Casal contemplaba a la esposa de Cosme Vila, a su crío y a los guardabarreras. A su modo, constituían una familia ejemplar. El ideal los había unido. Para los suegros, el comunismo era un sueño romántico, estelar y perfecto. Para Cosme Vila a la vez un arte y una ciencia. Para la esposa, una forma sencilla de solucionar los problemas de la provincia y de llegar a esposa de emperador; para el crío una ininterrumpida sucesión de huellas digitales.

Cosme Vila le acompañó a la puerta. Le veía fatigado. Le ayudó a ponerse el abrigo. Le dijo:

—Recuerdos a tu mujer.

Capítulo LXII

El despliegue de propaganda de unos y otros había convertido la ciudad en un campo de batalla. Los rencores políticos se unían a los rencores personales. Desde la mentira inocente hasta la calumnia todo era válido para conseguir unos cuantos votos. Una particular circunstancia acusaba el trágico relieve del momento que se vivía: el calendario señalaba Navidad.

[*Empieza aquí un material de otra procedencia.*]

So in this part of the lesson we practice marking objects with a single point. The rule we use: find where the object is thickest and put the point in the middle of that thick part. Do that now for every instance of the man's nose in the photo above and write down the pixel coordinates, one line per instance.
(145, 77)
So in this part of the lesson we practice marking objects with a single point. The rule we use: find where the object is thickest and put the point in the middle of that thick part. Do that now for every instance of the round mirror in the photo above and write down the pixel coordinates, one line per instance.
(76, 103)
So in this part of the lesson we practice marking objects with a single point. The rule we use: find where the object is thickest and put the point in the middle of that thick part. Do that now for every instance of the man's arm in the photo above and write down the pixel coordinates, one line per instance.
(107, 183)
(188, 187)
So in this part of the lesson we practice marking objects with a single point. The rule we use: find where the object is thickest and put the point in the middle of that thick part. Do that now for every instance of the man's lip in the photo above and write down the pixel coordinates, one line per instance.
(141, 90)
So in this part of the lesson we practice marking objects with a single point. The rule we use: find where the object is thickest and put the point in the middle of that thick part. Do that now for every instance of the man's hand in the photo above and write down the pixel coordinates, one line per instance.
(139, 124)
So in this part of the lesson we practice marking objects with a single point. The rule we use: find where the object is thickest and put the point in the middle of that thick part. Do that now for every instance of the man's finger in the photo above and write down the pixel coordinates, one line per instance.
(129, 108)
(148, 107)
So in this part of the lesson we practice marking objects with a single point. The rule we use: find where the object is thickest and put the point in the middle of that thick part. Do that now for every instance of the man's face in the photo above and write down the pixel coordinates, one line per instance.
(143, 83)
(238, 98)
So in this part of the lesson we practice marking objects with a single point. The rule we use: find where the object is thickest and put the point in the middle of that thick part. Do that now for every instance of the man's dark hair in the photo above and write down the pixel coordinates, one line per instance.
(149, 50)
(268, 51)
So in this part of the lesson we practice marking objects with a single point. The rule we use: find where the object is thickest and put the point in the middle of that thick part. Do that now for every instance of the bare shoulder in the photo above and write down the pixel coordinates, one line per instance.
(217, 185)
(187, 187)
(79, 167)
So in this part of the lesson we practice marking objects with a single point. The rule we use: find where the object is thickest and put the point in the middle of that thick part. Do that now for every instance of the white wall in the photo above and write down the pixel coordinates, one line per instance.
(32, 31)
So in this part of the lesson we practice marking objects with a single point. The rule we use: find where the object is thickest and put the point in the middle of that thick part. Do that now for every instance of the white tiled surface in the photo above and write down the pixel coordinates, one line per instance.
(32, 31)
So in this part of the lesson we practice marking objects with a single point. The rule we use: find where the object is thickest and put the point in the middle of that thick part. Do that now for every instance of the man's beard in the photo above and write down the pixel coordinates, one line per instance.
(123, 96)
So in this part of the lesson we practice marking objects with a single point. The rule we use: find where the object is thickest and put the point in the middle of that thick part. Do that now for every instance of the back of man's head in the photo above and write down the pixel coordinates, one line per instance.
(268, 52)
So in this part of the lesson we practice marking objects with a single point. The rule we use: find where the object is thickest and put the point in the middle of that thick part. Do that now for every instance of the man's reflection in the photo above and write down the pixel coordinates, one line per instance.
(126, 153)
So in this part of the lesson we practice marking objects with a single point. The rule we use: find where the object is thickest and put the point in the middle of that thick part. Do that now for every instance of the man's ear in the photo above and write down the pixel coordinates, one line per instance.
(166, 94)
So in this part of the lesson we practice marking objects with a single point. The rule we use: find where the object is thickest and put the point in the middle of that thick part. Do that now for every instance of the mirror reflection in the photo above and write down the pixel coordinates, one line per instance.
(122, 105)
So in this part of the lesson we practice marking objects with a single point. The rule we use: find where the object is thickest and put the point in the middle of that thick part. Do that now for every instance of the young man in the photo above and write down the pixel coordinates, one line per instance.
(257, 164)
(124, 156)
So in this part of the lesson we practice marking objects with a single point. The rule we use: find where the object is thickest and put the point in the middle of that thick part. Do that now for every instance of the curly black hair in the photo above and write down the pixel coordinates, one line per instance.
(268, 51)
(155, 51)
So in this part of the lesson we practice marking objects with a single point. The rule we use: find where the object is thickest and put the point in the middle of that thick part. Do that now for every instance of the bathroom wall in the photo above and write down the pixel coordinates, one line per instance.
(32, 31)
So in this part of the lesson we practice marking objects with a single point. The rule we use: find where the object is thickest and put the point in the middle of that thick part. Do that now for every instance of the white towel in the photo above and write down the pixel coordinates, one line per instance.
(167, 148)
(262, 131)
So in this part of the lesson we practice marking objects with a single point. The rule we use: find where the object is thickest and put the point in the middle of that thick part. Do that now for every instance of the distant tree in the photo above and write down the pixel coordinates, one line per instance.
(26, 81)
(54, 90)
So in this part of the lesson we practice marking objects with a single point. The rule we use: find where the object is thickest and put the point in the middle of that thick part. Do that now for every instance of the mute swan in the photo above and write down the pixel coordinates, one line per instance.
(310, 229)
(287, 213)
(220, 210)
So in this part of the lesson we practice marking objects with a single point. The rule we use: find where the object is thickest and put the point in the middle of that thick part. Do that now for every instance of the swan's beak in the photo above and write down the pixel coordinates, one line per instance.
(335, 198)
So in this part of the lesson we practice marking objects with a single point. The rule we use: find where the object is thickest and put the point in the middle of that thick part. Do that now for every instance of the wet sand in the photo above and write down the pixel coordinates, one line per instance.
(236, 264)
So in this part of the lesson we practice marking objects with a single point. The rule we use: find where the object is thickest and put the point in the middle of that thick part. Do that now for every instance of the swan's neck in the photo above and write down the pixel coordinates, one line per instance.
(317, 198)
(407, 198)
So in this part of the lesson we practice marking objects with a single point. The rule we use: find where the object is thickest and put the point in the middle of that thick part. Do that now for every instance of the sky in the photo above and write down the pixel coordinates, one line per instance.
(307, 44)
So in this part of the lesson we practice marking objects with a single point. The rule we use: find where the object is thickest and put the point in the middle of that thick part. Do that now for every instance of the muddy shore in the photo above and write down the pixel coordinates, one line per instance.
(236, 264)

Todos los detenidos cuando lo de Octubre recordaron que aquel era el primer aniversario de su liberación. ¡Cuánto se había avanzado en un año! De los locales clausurados se había pasado a la combativa alineación de todas las fuerzas disponibles. Todo el mundo recordó la gran nevada del año anterior, cuando Gerona se convirtió en una inmensa Hostia. Ahora sobre la nieve, todas las pisadas quedarían impresas en forma rotunda, como si cada persona llevara botas de soldado. La huella del doctor Relken destacaría entre todas, porque era el único que llevaba las suelas claveteadas. Don Santiago Estrada creyó llegada la ocasión de repartir las bufandas y demás prendas de abrigo recogidas por la CEDA. Una comisión de señoras fue nombrada, a la que se incorporó Laura, quien desde su regreso del viaje de bodas era el alma de todas las actividades benéficas de la ciudad; pero fue un fracaso rotundo.